Mark A. Socinski, MD

From the Multidisciplinary Thoracic Oncology Program, Lineberger Comprehensive Cancer Center, University of North Carolina, Chapel Hill, NC

Author's disclosure of potential conflicts of interest are found at the end of this article.

Address reprint requests to Mark A. Socinski, MD, Director, the Multidisciplinary Thoracic Oncology Program, Lineberger Comprehensive Cancer Center, University of North Carolina, 3006 Old Clinic Blvd, CB #7395, Chapel Hill, NC 27599-7295; e-mail: socinski{at}med.unc.edu

Overview: The epidermal growth factor receptor (EGFR) is expressed in the majority of non-small cell lung cancers (NSCLCs) and belongs to the HER family of cell membrane receptors.1 The major ligands for the EGFR are epidermal growth factor and transforming growth factor-alpha that bind to the extracellular domain, resulting in receptor dimerization and autophosphorylation of the intracellular tyrosine kinase domain. This event leads to downstream signaling via the ras, raf, mitogen-activated protein kinase, phosphatidyl-3-kinase, and ERK1/ERK2 pathways linking the extracellular ligand-binding event to cell growth, proliferation, invasion, and survival.1 As EGFR is expressed and, to some degree, involved in the pathogenesis of most cases of NSCLC, targeting of this pathway has been the focus of clinical trials for over a decade. To date, the major therapeutic approaches to EGFR have been the use of either monoclonal antibodies targeting the extracellular domain or small molecule tyrosine kinase inhibitors (TKIs) that target the intracellular TK domain.

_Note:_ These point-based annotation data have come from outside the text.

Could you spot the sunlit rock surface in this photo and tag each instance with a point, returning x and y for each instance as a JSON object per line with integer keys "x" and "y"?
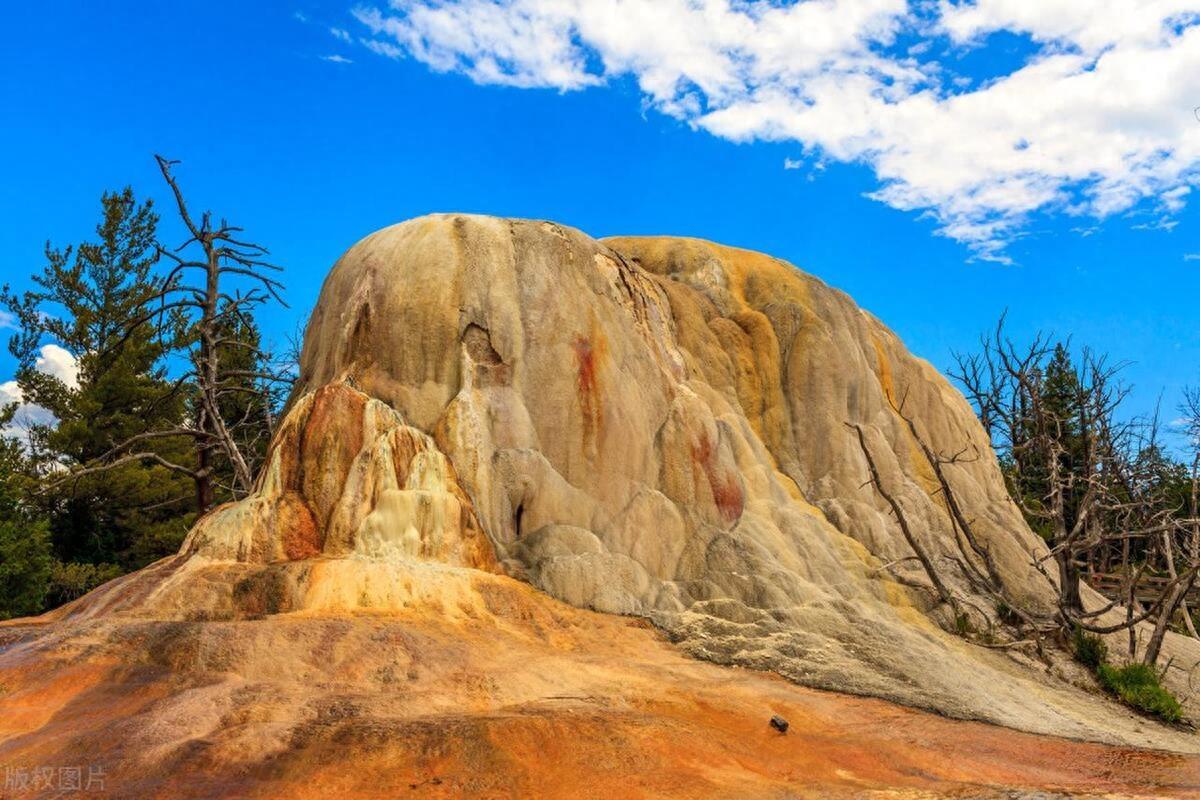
{"x": 657, "y": 427}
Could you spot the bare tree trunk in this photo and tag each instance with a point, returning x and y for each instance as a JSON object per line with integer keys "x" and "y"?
{"x": 1165, "y": 613}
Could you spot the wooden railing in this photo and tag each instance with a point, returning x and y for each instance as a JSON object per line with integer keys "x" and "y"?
{"x": 1147, "y": 590}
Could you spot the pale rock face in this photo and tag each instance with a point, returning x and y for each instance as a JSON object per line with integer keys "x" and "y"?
{"x": 663, "y": 427}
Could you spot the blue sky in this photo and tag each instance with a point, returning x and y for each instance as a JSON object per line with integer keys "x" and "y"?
{"x": 935, "y": 236}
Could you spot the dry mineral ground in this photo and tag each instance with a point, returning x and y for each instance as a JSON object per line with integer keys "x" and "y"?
{"x": 555, "y": 517}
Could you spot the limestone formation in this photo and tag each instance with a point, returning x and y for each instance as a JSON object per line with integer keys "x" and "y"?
{"x": 658, "y": 427}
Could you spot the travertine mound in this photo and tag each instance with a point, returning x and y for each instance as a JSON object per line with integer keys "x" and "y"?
{"x": 660, "y": 427}
{"x": 664, "y": 427}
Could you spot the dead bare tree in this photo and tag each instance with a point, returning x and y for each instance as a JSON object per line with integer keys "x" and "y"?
{"x": 232, "y": 383}
{"x": 1075, "y": 468}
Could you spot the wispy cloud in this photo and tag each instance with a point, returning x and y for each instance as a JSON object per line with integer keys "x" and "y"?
{"x": 1095, "y": 121}
{"x": 53, "y": 360}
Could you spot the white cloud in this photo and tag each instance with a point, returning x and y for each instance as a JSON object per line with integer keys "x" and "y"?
{"x": 60, "y": 364}
{"x": 1096, "y": 120}
{"x": 53, "y": 361}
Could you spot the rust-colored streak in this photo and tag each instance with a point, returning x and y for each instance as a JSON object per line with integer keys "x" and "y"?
{"x": 300, "y": 533}
{"x": 724, "y": 486}
{"x": 587, "y": 358}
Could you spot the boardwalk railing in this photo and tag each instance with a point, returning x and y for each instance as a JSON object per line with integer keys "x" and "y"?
{"x": 1147, "y": 590}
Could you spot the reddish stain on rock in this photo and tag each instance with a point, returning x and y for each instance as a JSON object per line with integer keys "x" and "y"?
{"x": 301, "y": 537}
{"x": 331, "y": 438}
{"x": 724, "y": 486}
{"x": 587, "y": 361}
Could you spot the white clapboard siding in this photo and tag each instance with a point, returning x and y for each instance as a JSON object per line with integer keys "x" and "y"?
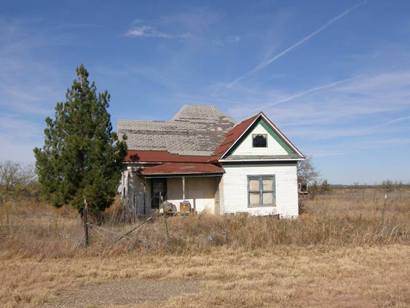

Agents in both classes of anti-EGFR drugs have been tested in many phase III trials in advanced NSCLC, either alone or in combination with various chemotherapeutic agents with varying results.2 Because this is a cell membrane receptor, much research has been focused on the presence and dominance of the "target" pathway (EGFR) and the appropriate way in which to identify patients who will receive greater therapeutic benefit from these agents. The discovery of activating EGFR mutations,3,4 which confer great sensitivity to EGFR TKIs, was a major step forward in understanding the biology of this pathway.